Getting the Vote
Voting rights expanded, contracted, and expanded again as Americans dealt with shifting issues of politics, race, class, and wealth. Each addition to the electorate brought a change to the balance of power and led to collisions between practical politics and America’s democratic ideal of government “by the people.” While some established voters believed that extending the vote to more Americans would strengthen the nation, others questioned including people who might not share their concerns, or who could threaten their control of the country’s political, social, and economic structures.
The Constitution leaves the states to determine which of their residents can vote and how elections will take place. It gives the federal government authority to make laws concerning federal elections and an obligation to guarantee to every state a republican form of government. Constitutional amendments and some federal laws have attempted to protect voting rights from discrimination based on race, color, or sex, and to make voting easier.
1870: The Fifteenth Amendment stipulates that the rights of citizens, including the right to vote, cannot be denied because of race, color, or previous condition of servitude.
1875: The Supreme Court rules in Minor v. Happersett that the Constitution does not guarantee all citizens the right to vote.
1920: The Nineteenth Amendment stipulates that the rights of citizens to vote cannot be denied because of sex.
1942: The Soldier Voting Act guarantees the right of soldiers to vote in presidential and congressional elections during wartime.
1944: The Supreme Court rules in Smith v. Allwright that all-white primary elections are unconstitutional.
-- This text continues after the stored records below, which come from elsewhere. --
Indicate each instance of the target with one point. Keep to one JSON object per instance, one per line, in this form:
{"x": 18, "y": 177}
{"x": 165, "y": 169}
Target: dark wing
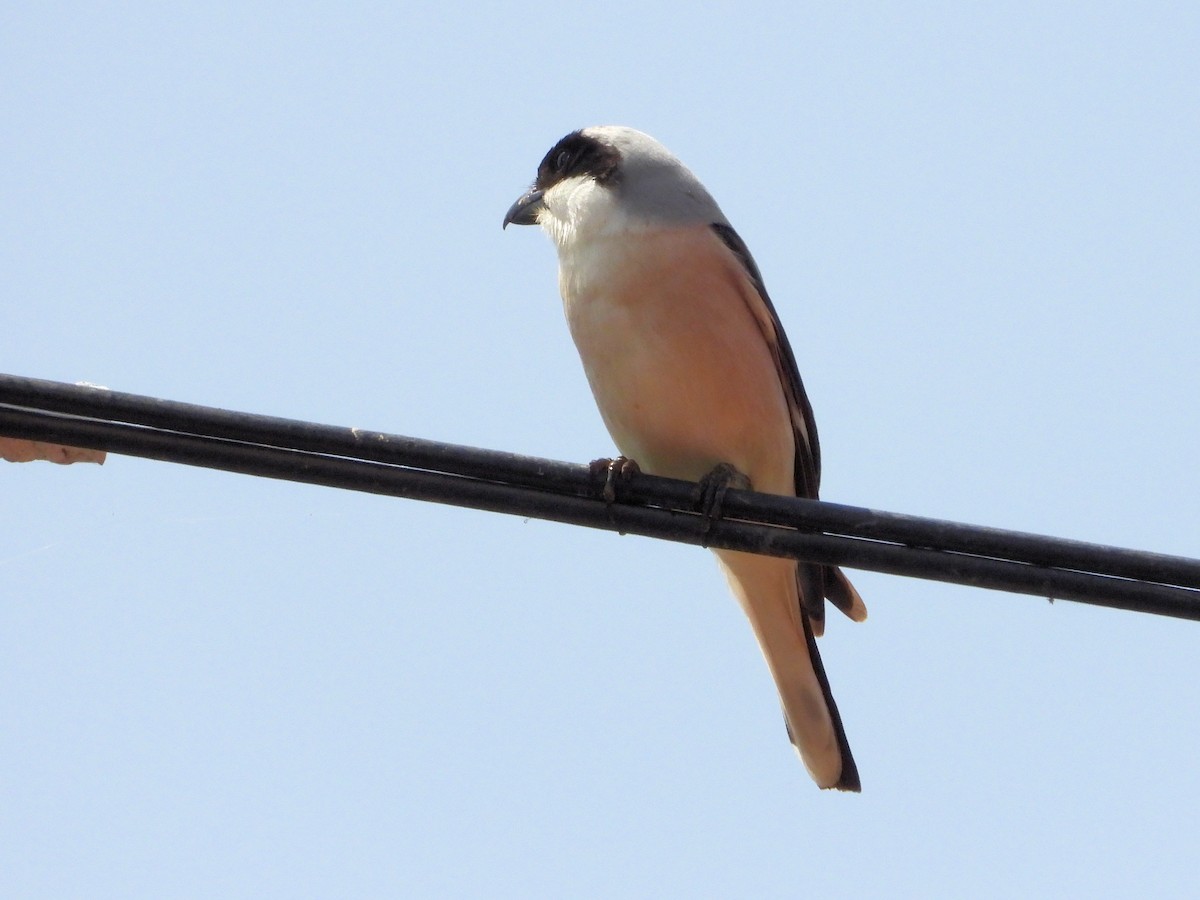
{"x": 816, "y": 582}
{"x": 808, "y": 448}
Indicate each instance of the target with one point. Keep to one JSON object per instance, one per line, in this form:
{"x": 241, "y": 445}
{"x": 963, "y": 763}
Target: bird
{"x": 695, "y": 379}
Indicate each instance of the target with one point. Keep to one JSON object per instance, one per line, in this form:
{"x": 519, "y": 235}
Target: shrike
{"x": 693, "y": 373}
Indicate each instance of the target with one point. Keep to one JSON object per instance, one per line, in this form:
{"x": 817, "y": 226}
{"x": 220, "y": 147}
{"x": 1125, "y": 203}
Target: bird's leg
{"x": 612, "y": 473}
{"x": 709, "y": 493}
1961: The Twenty-Third Amendment gives residents of the District of Columbia the right to vote in presidential elections.
1964: The Twenty-Fourth Amendment prohibits the use of poll taxes for federal elections.
1965: The Voting Rights Act requires preclearance before changing election procedures in designated areas where racial discrimination had prevented African Americans from voting and sends federal examiners to the South to register voters. The Act would be amended in 1970, 1975, 1982, and 2006.
1966: The Supreme Court rules in Harper v. Virginia Board of Elections that conditioning the right to vote in state elections on payment of poll taxes is unconstitutional.
1971: The Twenty-Sixth Amendment lowers the voting age from twenty-one to eighteen.
1974: The Supreme Court rules in Richardson v. Ramirez that states may deny the vote to convicted felons.
1975: The Voting Rights Act is amended to include protections for four “language minorities”—American Indians, Asian Americans, Alaskan Natives, and Spanish-heritage citizens.
1990: The Americans with Disabilities Act requires reasonable modifications to make polling places accessible to persons with disabilities.
1993: The National Voter Registration Act allows voters to register by mail, while renewing or applying for a driver’s license, or at other public agencies.
2002: The Help America Vote Act provides federal funds for states to replace voting machines, improve access for the disabled, and improve voter registration and education.